Good morning, everyone. I want to talk about something that is important to me: why I don’t talk as much about preterism as I used to. When I first started my blog, I wrote and did videos on prophecy just about everyday. If I wasn’t writing or doing videos, I was reading, studying, and talking on the phone about eschatology.

What changed for me wasn’t a lack of interest in prophecy. The subject still excites me, and, if I allow myself, I can get lost in it for weeks at a time. The problem is I have a responsibility as a minister for a congregation to be well rounded. There are many areas that need to be explored in order for a congregation and the Christians within it to prosper.

Right now, I teach three, forty-five minute classes and preach one sermon a week. Imagine if I only talked about eschatology! People would go crazy. Others who have different roles, such as Don Preston, are able to focus their attention on prophecy, but I have to be more widespread in my teaching for the sake of my ministry.

I’ve adopted the philosophy that I am a preacher who happens to be a preterist, not a preterist who happens to be a preacher.

So, lately, I’ve been writing more and more on popular Church of Christ issues because there are hundreds and thousands of people who have become dissatisfied with the answers they were given growing up, and as someone who has left behind much of that tradition, I feel qualified to provide them with the answers (and questions) that have helped me most.

I may not always write about the Olivet Discourse or the Book of Revelation, but be sure that preterism touches most everything I write on in some way, even if it is just how I approach the Bible. So, if you see an article on worship, you can know that my understanding of prophecy has influenced it. You might even pick up on more than the average reader who hasn’t been exposed to these sorts of things.

Hopefully that makes sense to you. Thank you for sticking around, commenting, and leaving likes on the articles from time to time. Have a wonderful day!

3 thoughts on “Why I Don’t Talk as Much About Preterism”

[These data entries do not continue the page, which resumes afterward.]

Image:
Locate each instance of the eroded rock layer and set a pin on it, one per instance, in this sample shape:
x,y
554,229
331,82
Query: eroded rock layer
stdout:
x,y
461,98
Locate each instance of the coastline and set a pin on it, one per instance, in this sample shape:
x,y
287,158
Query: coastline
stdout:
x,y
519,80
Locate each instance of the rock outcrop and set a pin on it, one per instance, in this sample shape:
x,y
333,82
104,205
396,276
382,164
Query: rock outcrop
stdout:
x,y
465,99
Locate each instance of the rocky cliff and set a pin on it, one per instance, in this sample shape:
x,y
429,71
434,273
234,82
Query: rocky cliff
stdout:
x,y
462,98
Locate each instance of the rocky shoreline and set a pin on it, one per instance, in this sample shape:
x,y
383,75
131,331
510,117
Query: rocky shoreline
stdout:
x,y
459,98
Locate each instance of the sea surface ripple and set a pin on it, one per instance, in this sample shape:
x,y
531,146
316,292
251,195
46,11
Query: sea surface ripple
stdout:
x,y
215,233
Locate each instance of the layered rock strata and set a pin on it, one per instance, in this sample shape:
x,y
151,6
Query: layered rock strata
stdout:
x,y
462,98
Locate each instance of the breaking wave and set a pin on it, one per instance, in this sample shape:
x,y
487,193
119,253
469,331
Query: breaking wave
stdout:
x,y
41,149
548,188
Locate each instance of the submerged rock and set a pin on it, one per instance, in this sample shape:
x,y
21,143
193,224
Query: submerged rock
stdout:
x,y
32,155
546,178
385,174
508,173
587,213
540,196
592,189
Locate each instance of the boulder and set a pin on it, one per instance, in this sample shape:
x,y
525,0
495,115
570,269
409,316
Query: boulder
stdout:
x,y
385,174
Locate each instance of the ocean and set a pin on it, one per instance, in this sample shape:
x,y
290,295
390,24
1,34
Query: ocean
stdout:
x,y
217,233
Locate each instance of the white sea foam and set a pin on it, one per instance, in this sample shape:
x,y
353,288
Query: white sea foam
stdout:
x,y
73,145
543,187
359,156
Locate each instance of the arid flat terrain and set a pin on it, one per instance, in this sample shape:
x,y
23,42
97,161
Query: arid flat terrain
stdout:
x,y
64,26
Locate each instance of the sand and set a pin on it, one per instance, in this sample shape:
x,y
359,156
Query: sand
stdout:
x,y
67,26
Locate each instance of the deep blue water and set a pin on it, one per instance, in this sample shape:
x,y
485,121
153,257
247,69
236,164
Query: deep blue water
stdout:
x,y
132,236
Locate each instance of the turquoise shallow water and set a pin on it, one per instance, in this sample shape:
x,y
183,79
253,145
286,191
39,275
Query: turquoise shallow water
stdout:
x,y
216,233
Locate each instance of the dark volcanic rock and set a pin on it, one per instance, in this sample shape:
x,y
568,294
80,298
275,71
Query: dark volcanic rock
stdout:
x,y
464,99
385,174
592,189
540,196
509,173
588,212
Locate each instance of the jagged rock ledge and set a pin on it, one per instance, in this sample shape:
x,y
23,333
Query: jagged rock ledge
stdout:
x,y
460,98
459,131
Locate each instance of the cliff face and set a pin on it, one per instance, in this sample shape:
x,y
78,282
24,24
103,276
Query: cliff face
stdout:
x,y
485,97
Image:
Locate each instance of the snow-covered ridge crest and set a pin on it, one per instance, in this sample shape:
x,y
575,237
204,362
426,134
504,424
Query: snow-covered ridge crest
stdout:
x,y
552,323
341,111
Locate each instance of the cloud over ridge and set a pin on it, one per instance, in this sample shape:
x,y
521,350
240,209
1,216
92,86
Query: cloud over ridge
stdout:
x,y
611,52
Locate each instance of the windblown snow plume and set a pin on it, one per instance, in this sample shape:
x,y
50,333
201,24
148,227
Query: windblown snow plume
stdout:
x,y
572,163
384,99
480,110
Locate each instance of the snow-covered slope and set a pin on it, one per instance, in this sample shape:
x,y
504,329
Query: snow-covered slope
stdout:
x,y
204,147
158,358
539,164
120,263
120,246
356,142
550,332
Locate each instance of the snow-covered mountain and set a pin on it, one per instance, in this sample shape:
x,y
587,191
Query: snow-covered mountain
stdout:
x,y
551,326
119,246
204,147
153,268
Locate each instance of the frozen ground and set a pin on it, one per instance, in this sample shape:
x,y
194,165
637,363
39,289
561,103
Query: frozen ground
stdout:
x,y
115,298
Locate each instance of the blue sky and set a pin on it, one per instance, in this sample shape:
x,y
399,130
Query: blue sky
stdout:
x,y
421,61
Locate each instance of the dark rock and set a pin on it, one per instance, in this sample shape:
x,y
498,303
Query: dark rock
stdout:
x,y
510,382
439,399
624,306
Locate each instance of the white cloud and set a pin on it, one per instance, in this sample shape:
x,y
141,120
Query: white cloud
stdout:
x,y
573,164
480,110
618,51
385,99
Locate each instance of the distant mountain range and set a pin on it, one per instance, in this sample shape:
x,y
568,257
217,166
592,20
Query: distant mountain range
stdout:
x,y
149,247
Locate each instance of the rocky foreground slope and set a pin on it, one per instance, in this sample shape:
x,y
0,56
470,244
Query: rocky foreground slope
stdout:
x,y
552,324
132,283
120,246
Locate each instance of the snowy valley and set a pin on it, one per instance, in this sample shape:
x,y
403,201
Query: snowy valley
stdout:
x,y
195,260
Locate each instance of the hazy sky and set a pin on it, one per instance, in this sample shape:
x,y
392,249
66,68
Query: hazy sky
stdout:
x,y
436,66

  1. As a pulpit minister, one has the responsibility to teach many things that will strengthen and encourage God’s people. The biblical teaching, for example, on grace is frequently shunned. How are we put in a right relationship with God. What is the nature or purpose of the Church, that is to say, the community of the redeemed? Hopefully, I will write numerous sermons this year which will be, Lord willing, added to my website: freedominchrist.net. I owe a great deal of gratitude to Daniel Rogers who is willing to take the time to add my sermons to this site. I will gear my sermons to promote spiritual strength and unity among God’s people for those who desire to understand God’s written Revelation more clearly.

  2. I appreciate your article. Essentially I have come to have a preterist understanding of things. My problem has been, and still is, that a number of preterists appear to be attempting to build a party around such views. That is wrong.